The golden rule remains: collect only what is strictly necessary, and educate both users and employees on this principle. When it comes to data, less is definitely more.
Lack of Clear Data Governance
One of the weakest links in many digital strategies is the absence of clear accountability for data. Without defined ownership, data management becomes unclear, opening the door to uncontrolled use of emerging technologies.
The rapid adoption of AI and SaaS platforms without strong internal policies exposes organizations to uncontrolled disclosure of trade secrets or sensitive financial data. Once this information is integrated into external tools or AI models, it becomes nearly impossible to remove—creating a permanent vulnerability.
To address this, data risk management must be treated as a strategic priority, not just a technical task. It should be integrated into executive discussions and governance processes (such as annual ISO 27001 audits).
A strong governance framework not only protects the organization but also ensures transparency with partners and regulators.
Granting Too Much Access (Internal and External)
Proper access management is more critical than many realize. Excessive permissions remain a widespread vulnerability.

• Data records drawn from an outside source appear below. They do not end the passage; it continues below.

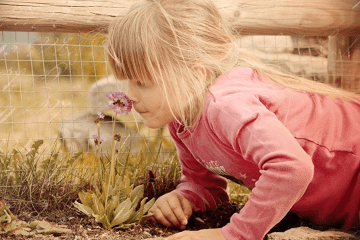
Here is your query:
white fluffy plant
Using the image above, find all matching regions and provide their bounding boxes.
[74,92,155,230]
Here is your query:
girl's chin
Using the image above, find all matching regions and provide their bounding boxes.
[142,119,165,129]
[142,117,172,129]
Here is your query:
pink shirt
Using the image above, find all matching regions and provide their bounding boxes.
[169,67,360,240]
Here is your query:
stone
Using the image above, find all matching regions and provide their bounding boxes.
[267,227,359,240]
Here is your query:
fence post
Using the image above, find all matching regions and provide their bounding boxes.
[327,36,360,93]
[348,36,360,93]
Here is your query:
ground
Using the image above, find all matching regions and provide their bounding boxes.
[2,202,359,239]
[0,202,244,239]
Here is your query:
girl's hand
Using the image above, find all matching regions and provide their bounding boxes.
[148,192,192,229]
[164,228,227,240]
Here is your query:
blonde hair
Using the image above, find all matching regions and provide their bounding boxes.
[105,0,359,128]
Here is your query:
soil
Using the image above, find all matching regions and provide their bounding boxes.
[2,202,359,240]
[0,201,242,240]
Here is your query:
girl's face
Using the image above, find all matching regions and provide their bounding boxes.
[125,79,178,129]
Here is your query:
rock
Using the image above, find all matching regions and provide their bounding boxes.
[267,227,359,240]
[145,238,163,240]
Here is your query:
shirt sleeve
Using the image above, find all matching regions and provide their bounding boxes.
[168,122,229,212]
[207,93,314,240]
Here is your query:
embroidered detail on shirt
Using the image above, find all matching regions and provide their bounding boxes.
[239,173,247,179]
[205,161,245,186]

Too often, employee access rights are not reviewed after role changes or departures, allowing individuals to retain access to sensitive data no longer relevant to their responsibilities. At a minimum, annual access audits are essential to ensure users only access what they need.

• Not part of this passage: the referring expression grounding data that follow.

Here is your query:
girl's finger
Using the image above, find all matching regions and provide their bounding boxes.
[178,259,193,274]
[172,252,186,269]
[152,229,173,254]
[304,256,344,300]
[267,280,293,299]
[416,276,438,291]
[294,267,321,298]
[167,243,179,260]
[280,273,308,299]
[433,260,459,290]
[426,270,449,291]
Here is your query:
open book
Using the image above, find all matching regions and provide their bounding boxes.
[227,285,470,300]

This challenge becomes even more critical with the rise of AI tools. These systems act like human users and can instantly scan all accessible data. Poorly configured permissions can lead to major internal incidents—such as exposing company-wide salary data through a simple AI query.
Speed of deployment should never come at the expense of control. Without a well-structured permission system, you’re simply accelerating the potential exfiltration of your most valuable data.
Not Being Prepared for a Data Incident
Lack of an incident response plan is often the beginning of a disaster. Without a structured crisis management approach, organizations risk making improvised decisions and failing to meet legal obligations.
A documented plan only has value if it is accessible—and tested. Like discovering a faulty fire escape during an emergency, an untested plan creates a false sense of security.
Annual simulations are essential to build real “muscle memory” within teams.
A fast, coordinated response is the only way to minimize the impact of a breach and accelerate recovery. This requires having a list of key contacts ready in advance (legal, IT, communications, insurers).
Preparation should also extend beyond your organization: ensure your IT vendors can demonstrate their own incident response capabilities.
In cybersecurity, it’s no longer a question of if you’ll be targeted—but when. The difference between a setback and a business failure lies entirely in your level of preparedness.
By 2026, cybersecurity can no longer be reduced to software purchases. With one in two companies affected and service disruptions approaching 20 days, improvisation is no longer an option.
The reality is clear: having the best tools is useless if 60% of organizations still fail to build a coherent response plan.
To avoid becoming part of these statistics, the path forward is clear:
- Gain full visibility into your digital inventory
- Practice data minimization to reduce your attack surface
- Establish strong governance to control AI and SaaS usage
- Rigorously audit access rights
- Regularly simulate incident response plans
The question is no longer whether you’ll experience a breach—but whether you’ll be prepared to survive it.